Bu Allun, est un récit au sein duquel Mouha est Hatta ne représentent qu’un échantillon d’une souffrance résultant d’un complot contre toute une culture d’un patelin, voire d’une identité tatouée d’endurance, réduite au folklore et à une carte postale dont la face n’a qu’un objectif, c’est de charmer ou plutôt camoufler le vrai visage d’un pays meurtri.

Mouha, n’est-il pas un être humai? N’a-t-il pas le droit d’aimer et de rêver. Son admiration à la voix de Titrit  émane de l’art et la manière. Une voix qui déchire car il provient du fin fond de l’Atlas. Une voix affinée par l’accent que seule la langue Amazigh est capable de couver puisqu’elle sort d’une générosité approuvée par la colline et le soir. Une voix à la quelle Mouha ne peut résister. Cette voix est sa rêverie qui traduit un sérieux auquel s’ajoute l’expression humaine, c’est-à-dire le doute, lequel ne peut être dissipé que par la peau et le feu. Hélas, Titrit, son amour jamais déclaré, est la proie préférée de rapaces nocturnes privés de sens humain.

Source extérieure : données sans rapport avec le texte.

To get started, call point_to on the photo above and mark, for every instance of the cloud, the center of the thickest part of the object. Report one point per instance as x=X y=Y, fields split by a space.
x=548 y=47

Et puis arrive la misère que représente Hatta, dans laquelle sombre la frustration d’un fantasme qui devait se construire en pleine conscience. Marx avait raison de dire que seule la réalité sociale détermine la conscience. Hatta est l’insulte de l’avenir et le dos de la carte postale. Si non, est-il raisonnable de vivre sur le dos d’une ignominie que ceux qu’ils l’ont commise baignent dans l’impunité totale. Quand est ce que nous allons nous débarrasser de cette question qui taraude l’impuissance? Nous n’avons, tout compte fait, que de la compassion à fournir à Hatta du moment que notre incapacité de changer nous oblige à reposer la même question métaphysique : Quand est-ce que ça va changer?

Abdelkhaleq Jayed est l’un des écrivains qui respectent l’éthique de l’écriture. Ses récits joignent la créativité à l’engagement dans la mesure où la langue avec laquelle il véhicule ses idées charme l’adhésion de par ses tournures de style et son attachement à la réalité, en l’occurrence les patelins qui souffrent de la marginalisation. C’est pour cela que la transmission de messages dans sa trilogie, notamment Bu Allun se consolide par une profondeur intellectuelle. Ce récit qu’est Bu Allun, outre sa portée littéraire, est riche en maximes .Il ose transcender le conte en questionnant nos consciences.